Liberty Healthcare’s Dr. Jerry Jennings, VP of Clinical Services, has recently co-authored a new book that is the first-ever motivational client workbook to support group-centered treatments for adolescent and adult males. Getting the Most from Group is a strengths-based and person-centered workbook that complements and augments overall treatment and group work by preparing clients to enter group therapy with hope and optimism rather than apprehension. It is designed to help motivate clients to engage sooner and more meaningfully in treatment, especially in the early period of treatment and for mandated (involuntary) treatment.
The workbook is designed to promote engagement in all types of group-based treatment programs, including treatment for substance abuse, domestic violence, sexual abuse, mental health, and anger management. It fits into any therapeutic framework, including cognitive-behavioral, psychodynamic, good lives and interpersonal and is flexible enough to be used in outpatient, residential, inpatient, correctional, and forensic settings.

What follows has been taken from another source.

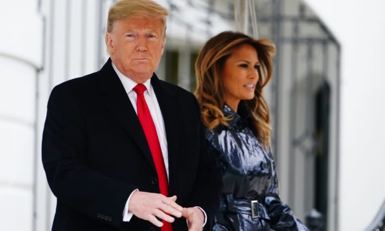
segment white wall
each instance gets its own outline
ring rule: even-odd
[[[22,17],[15,15],[16,10]],[[42,26],[37,0],[9,1],[0,7],[1,231],[27,231],[33,226],[36,82]]]
[[[338,231],[363,230],[385,200],[385,1],[306,1],[342,46]]]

The workbook has a strong emphasis on getting the client over the first big hurdle: fears and apprehensions about first entering the group treatment—by using positive orientation and preparation. But the real meat of the workbook is the strengths-based approach to inviting self-discovery and motivating engagement. To facilitate a positive attitude toward treatment, Chapter 1 offers with a self-assessment and recognition of personal strengths. This is beneficial for motivating clients who are angry or in despair over losses, mistakes, or offenses that led to being recommended or mandated for treatment.

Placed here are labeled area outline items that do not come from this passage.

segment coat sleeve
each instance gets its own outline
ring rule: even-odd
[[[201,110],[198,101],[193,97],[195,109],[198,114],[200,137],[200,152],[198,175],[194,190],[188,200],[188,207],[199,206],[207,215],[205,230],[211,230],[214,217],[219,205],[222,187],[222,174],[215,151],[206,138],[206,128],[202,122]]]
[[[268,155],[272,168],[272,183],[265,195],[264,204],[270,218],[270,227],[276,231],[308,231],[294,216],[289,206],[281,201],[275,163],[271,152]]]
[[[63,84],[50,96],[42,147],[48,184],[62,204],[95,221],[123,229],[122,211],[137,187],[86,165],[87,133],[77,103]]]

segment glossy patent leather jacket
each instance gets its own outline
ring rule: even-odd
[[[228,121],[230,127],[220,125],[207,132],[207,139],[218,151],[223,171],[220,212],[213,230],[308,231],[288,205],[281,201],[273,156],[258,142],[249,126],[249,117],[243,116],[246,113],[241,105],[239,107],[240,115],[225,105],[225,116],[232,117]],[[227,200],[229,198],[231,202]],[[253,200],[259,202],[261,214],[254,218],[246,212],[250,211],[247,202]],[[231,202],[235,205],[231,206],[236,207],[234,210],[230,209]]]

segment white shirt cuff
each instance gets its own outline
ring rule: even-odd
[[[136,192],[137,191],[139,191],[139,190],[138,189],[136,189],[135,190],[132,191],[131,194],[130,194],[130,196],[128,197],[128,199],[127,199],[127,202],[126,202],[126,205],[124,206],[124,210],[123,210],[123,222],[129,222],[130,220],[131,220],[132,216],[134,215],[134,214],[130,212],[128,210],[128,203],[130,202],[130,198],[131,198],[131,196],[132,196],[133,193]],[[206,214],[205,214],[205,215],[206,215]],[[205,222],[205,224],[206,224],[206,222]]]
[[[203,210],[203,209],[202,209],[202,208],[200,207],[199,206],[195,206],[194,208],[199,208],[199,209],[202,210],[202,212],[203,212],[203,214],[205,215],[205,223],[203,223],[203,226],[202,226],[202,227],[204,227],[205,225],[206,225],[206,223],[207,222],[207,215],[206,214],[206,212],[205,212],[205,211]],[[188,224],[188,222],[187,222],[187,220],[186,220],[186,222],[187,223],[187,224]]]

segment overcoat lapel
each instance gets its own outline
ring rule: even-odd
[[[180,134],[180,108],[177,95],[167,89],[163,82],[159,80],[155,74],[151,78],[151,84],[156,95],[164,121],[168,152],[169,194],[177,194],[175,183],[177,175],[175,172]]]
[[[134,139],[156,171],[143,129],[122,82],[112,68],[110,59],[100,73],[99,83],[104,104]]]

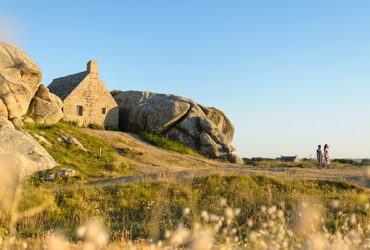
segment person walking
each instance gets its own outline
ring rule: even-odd
[[[321,169],[321,167],[322,167],[322,160],[323,160],[321,145],[317,146],[316,157],[317,157],[317,161],[319,162],[317,164],[317,168],[318,169]]]
[[[331,168],[328,149],[329,149],[329,145],[325,144],[325,146],[324,146],[324,167],[325,168]]]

Chapter 2 helps the client manage some common fears and apprehensions about starting treatment and helps create a positive mindset of curiosity, discovery, and learning. Chapters 3 to 5 provide opportunities for the client to explore topics that are often important in treatment, such as masculinity and gender stereotypes, cooperation, giving and receiving help and criticism, and forming relationships. Chapters 6 and 7 help the client process the complex experience of entering a new group and becoming accustomed to the nature of group therapy and group-based treatment. This includes setting individual personal goals that can be specific to the group experience. And the final chapter provides a brief, one-page self-reflection tool that clients can use to think about and process what they have experienced in each group session.